Apenas superaban la veintena en un principio, pero todos juntos formaron el
escuadrón 601 de la RAF, más conocido como el escuadrón de los millonarios.
Muchos habían aprendido a volar durante su juventud y algunos tenían aviones en propiedad. La idea inicial partió de Lord Edward Grosvenor, un excéntrico que convirtió el aire en su segundo hogar y se negaba a conducir coches como consecuencia de un azaroso accidente que sufrió (a partir de entonces contrató a un colega de la anterior guerra como chófer para que le ayudara en sus traslados: le pagaba un buen puñado de libras para que estuviera disponible las 24 horas del día). Grosvenor era un hombre de insospechadas virtudes y contradictorios gustos: simultaneaba su fervor militar (estuvo en la Legión Extranjera Francesa) con la pacífica afición de las carreras de globos. En 1925, propuso crear una reserva de voluntarios para proteger el cielo británico de posibles amenazas, aunque según otras fuentes fue Lord Trenchard, a principios de los años veinte, quien en realidad ideó el proyecto de alentar la creación de unidades de reserva.
El
escuadrón, como no podía ser de otra manera tratándose de ingleses, se formó en
el célebre White’s, un exclusivo club de hombres que existía en Londres. Como
resulta lógico de deducir, existían unas estrictas reglas para ingresar en este
selecto grupo de la RAF. No solo en cuanto a clase o apellido, sino también en
cuanto a educación, valentía y etiqueta. Lo primordial, antes de probar la
pericia con un Spitfire o un Hurricane, era demostrar que se era un caballero
bajo cualquier circunstancia. Para demostrarlo, los candidatos se sometían a
una prueba: beber ginebra hasta sucumbir de embriaguez y probar que en
semejantes condiciones etílicas eran capaces de conducirse como galanes ante
cualquier señorita. Algo imprescindible en una guerra, como se sabe.
Sus
extravagancias y su manera de vivir jamás les impidió cumplir con sus obligaciones.
Llegaban a los aeródromos en deportivos (el aparcamiento, según se cuenta, era
un escaparate de marcas y modelos solo al alcance de las grandes fortunas),
pero se entrenaban como cualquier piloto de la Royal Air Force. A pesar de las
licencias que se tomaban -eran adinerados, rebeldes y modificaron sus
uniformes: sustituyeron la corbata azul por otra negra y forraron con telas
caras la parte interior de sus chaquetas de vuelo- la realidad es que probaron
su valor en innumerables ocasiones contra la Luftwaffe.

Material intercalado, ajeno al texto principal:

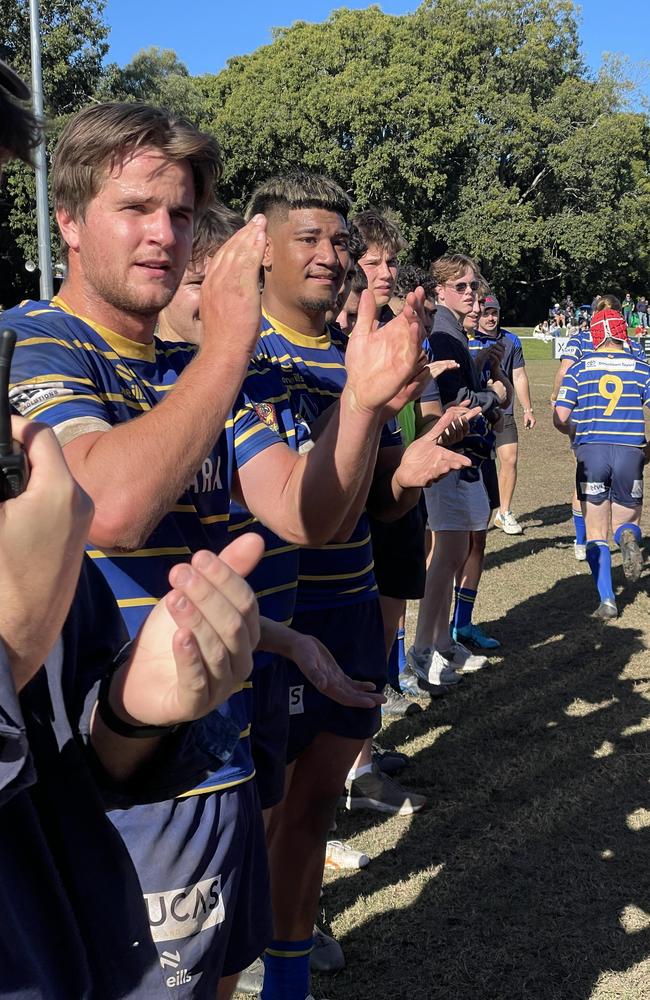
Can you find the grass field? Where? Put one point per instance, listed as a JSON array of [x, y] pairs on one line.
[[526, 878]]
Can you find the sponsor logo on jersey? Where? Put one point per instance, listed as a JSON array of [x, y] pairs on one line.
[[180, 913], [609, 364], [296, 699], [208, 478], [266, 413], [27, 398]]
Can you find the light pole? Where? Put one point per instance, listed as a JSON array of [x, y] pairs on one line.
[[40, 162]]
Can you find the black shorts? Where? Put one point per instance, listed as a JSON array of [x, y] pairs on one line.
[[270, 730], [354, 635], [491, 482], [399, 554], [508, 433]]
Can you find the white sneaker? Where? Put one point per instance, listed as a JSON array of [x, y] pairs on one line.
[[508, 523], [462, 660], [340, 855], [436, 669]]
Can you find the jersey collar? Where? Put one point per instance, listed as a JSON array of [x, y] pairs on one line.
[[299, 339], [121, 345]]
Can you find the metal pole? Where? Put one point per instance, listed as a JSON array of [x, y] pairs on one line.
[[40, 162]]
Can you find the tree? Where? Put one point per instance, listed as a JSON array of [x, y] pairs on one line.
[[475, 120], [73, 40]]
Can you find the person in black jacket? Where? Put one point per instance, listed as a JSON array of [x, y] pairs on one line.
[[458, 504]]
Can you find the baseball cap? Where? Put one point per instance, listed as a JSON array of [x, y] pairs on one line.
[[607, 323], [12, 83]]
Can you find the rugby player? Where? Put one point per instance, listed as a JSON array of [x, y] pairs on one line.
[[601, 404], [143, 432], [459, 504], [303, 267], [513, 367], [573, 351]]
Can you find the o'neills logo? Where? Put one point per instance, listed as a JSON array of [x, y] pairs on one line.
[[180, 913]]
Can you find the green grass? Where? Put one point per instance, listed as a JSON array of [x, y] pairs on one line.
[[534, 350]]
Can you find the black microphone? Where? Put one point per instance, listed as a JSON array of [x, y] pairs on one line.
[[13, 463]]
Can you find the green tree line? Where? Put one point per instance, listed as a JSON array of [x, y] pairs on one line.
[[475, 121]]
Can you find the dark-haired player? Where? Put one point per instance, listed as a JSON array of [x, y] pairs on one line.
[[601, 403]]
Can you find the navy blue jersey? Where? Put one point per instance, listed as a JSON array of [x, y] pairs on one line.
[[607, 393], [581, 344]]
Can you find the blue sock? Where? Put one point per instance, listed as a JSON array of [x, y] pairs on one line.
[[634, 528], [393, 665], [401, 649], [579, 526], [463, 607], [286, 970], [600, 563]]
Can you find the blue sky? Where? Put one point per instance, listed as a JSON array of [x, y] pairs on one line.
[[205, 33]]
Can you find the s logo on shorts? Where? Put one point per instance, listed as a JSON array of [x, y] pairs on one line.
[[592, 489], [296, 703], [180, 913]]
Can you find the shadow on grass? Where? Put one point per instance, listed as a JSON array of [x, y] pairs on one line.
[[523, 877]]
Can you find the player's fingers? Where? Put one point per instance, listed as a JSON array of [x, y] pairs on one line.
[[192, 678], [235, 624], [244, 553]]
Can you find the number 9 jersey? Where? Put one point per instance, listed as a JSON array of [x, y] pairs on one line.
[[607, 393]]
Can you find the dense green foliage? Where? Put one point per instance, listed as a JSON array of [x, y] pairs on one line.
[[474, 120]]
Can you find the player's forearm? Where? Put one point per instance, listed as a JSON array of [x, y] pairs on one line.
[[277, 638], [334, 477], [388, 500], [136, 471]]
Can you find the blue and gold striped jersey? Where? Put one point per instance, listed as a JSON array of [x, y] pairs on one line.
[[313, 373], [581, 344], [80, 377], [275, 578], [607, 393]]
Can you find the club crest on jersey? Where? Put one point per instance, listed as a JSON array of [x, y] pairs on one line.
[[266, 413]]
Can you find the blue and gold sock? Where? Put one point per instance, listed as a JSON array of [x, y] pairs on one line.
[[286, 970], [579, 526], [463, 607], [393, 665], [634, 528], [600, 563], [401, 649]]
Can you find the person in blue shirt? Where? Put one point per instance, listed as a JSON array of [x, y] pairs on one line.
[[490, 332], [573, 351], [149, 430], [601, 403]]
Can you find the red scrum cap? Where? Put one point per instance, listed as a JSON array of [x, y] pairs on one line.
[[607, 324]]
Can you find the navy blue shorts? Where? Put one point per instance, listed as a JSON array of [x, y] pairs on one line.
[[354, 635], [270, 730], [202, 865], [610, 472]]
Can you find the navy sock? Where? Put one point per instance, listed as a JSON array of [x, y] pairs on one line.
[[401, 649], [579, 527], [600, 563], [393, 665], [286, 970], [463, 607], [634, 528]]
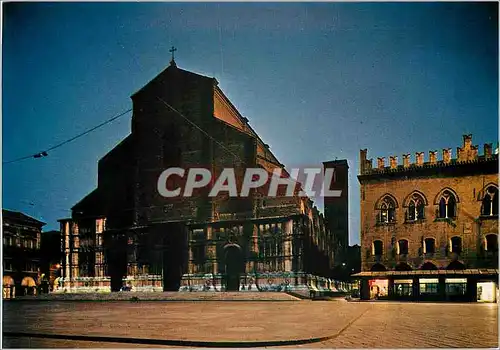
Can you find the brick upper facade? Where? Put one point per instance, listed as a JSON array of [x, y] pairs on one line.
[[431, 212]]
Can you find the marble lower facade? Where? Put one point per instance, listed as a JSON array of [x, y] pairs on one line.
[[263, 282]]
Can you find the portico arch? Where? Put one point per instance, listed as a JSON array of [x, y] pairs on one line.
[[234, 263]]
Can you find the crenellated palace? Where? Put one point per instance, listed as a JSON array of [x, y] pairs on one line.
[[429, 229]]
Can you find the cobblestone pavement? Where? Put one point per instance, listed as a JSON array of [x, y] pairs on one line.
[[420, 325], [352, 325]]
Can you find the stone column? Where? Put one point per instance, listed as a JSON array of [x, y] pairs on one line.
[[416, 288], [442, 288], [364, 290], [190, 253], [211, 249], [288, 236]]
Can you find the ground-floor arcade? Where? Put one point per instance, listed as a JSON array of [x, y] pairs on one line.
[[430, 285], [18, 286]]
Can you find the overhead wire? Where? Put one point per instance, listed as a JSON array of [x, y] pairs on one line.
[[45, 152]]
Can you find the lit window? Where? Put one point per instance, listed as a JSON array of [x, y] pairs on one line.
[[416, 208], [387, 210], [490, 202], [429, 246], [456, 245], [377, 247], [447, 205], [403, 247], [492, 243]]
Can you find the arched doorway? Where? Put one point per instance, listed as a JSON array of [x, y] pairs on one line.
[[8, 289], [29, 286], [428, 266], [456, 265], [233, 259], [378, 268], [403, 267]]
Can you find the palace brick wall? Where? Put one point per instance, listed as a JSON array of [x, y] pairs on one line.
[[468, 180]]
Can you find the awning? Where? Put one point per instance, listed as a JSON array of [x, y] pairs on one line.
[[7, 281], [426, 273], [28, 282]]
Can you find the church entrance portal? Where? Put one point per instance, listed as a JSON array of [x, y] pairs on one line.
[[234, 266]]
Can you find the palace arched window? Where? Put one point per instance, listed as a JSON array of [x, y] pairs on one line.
[[447, 205], [416, 207], [271, 246], [491, 243], [387, 210], [377, 247], [429, 246], [402, 247], [489, 206], [456, 245]]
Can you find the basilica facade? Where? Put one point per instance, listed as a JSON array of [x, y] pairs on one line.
[[124, 234]]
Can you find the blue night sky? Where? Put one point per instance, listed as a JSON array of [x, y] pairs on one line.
[[317, 81]]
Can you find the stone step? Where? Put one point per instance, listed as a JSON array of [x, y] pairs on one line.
[[165, 296]]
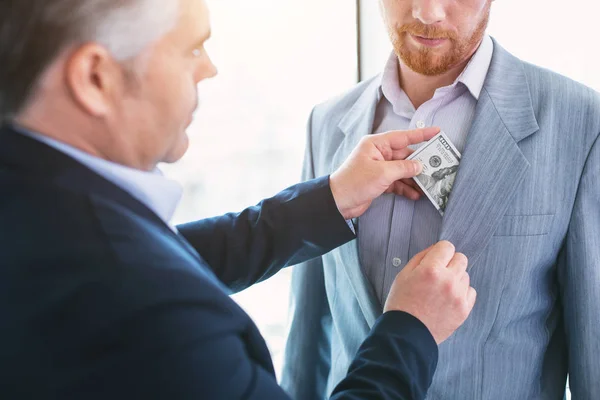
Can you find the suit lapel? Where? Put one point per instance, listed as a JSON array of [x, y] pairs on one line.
[[356, 124], [493, 166]]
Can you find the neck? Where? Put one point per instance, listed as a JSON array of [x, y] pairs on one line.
[[421, 88]]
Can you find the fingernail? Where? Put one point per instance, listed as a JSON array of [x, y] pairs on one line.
[[418, 166]]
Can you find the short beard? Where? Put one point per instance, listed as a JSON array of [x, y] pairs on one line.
[[423, 61]]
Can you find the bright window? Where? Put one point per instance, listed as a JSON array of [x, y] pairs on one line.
[[276, 60]]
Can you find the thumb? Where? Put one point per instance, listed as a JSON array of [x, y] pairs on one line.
[[401, 169]]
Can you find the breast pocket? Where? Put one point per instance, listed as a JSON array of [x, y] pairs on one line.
[[524, 225]]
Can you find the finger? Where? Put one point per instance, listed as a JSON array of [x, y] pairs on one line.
[[400, 169], [402, 189], [471, 298], [416, 260], [439, 256], [402, 153], [398, 140], [411, 182], [458, 264]]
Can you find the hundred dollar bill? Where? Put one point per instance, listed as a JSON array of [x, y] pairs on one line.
[[440, 161]]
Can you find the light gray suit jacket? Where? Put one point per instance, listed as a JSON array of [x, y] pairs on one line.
[[525, 209]]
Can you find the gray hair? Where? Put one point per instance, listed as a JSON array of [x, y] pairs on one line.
[[34, 32]]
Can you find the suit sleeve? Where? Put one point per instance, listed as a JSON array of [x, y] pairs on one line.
[[198, 350], [297, 224], [579, 279], [307, 358]]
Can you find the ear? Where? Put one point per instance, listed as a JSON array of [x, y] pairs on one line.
[[94, 79]]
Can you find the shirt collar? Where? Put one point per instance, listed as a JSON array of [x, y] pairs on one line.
[[473, 77], [159, 194]]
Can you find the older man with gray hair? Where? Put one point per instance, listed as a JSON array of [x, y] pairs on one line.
[[100, 296]]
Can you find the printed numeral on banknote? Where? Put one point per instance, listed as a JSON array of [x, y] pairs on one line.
[[440, 161]]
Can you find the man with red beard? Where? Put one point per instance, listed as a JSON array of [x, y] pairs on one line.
[[534, 248]]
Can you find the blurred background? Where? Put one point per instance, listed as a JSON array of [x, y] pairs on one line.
[[279, 58]]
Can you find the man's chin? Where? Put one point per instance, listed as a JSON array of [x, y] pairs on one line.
[[179, 150]]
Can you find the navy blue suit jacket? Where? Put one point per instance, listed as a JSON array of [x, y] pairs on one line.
[[100, 299]]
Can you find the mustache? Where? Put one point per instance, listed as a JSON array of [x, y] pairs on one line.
[[427, 31]]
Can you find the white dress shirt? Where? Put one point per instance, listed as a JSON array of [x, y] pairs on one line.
[[395, 228]]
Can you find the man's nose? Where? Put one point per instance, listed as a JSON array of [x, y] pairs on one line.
[[429, 12]]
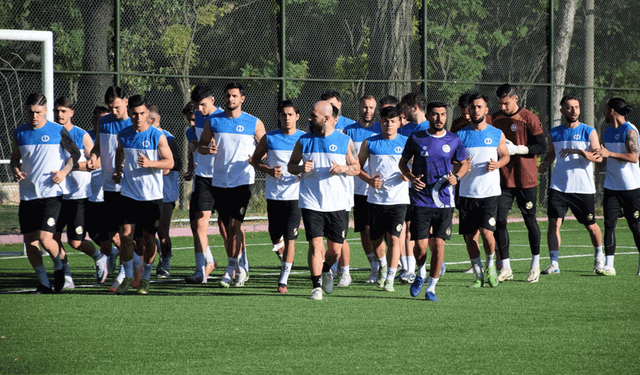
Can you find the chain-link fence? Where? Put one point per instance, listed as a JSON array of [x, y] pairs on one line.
[[297, 49]]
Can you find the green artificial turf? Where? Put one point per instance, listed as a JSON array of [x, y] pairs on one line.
[[573, 322]]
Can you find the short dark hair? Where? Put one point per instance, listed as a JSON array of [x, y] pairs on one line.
[[330, 94], [476, 96], [433, 105], [113, 93], [286, 104], [415, 99], [388, 100], [137, 101], [234, 85], [190, 109], [463, 101], [505, 90], [99, 110], [201, 92], [568, 97], [389, 112], [64, 101], [620, 106], [154, 109], [36, 99]]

Entre estos caballeros del aire estaba Roger Joyce Bushell, el autor de la fuga del Stalag Luft III en 1944 que el cine inmortalizó en “La gran evasión” (1963) -lo interpretaba Richard Attenborough-. Desde el principio fue de esos alumnos que mostraban escaso interés por lo que aprendía en las aulas de Oxford y Cambridge. Para compensar tan imperdonable desidia se convirtió en un hábil jugador de cricket, rugby y destacó como un diestro esquiador (llegó a ser el inglés más rápido en las pruebas de descenso). Fue capturado por los alemanes cuando su avión cayó durante una misión de apoyo para defender a los soldados atrapados en Dunquerque. Antes había destruido dos Messersmichtt. El resto de su vida fue una sucesión de escapadas de campos de internamiento de prisioneros. En 1943 lo consiguió, pero fue capturado de nuevo cuando esperaba en un tren que los llevara a Alsacia. La Gestapo lo fusiló días después.
Entre
este grupo de audaces hay que destacar también a William Henry
Rodhes-Moorrhouse, uno de los primeros pilotos en conseguir la Cruz de la
Victoria (eso de obtener condecoraciones debía ser ya algo familiar: su padre
también resultó condecorado en la I Guerra Mundial). Se enamoró
precipitadamente y luego se casó con Amalia Demetriadi, una mujer bellísima, si
se hace caso a los rumores, que incluso fue propuesta para el papel de Vivien
Leigh en “Lo que el viento se llevó” -el hermano de ella, por cierto, también
era piloto y falleció al comienzo de la Batalla de Inglaterra-. William alcanzó
todos los honores posibles y fue condecorado en Buckingham Palace, pero la
gloria de los héroes es por usual efímera y poco después murió en un combate.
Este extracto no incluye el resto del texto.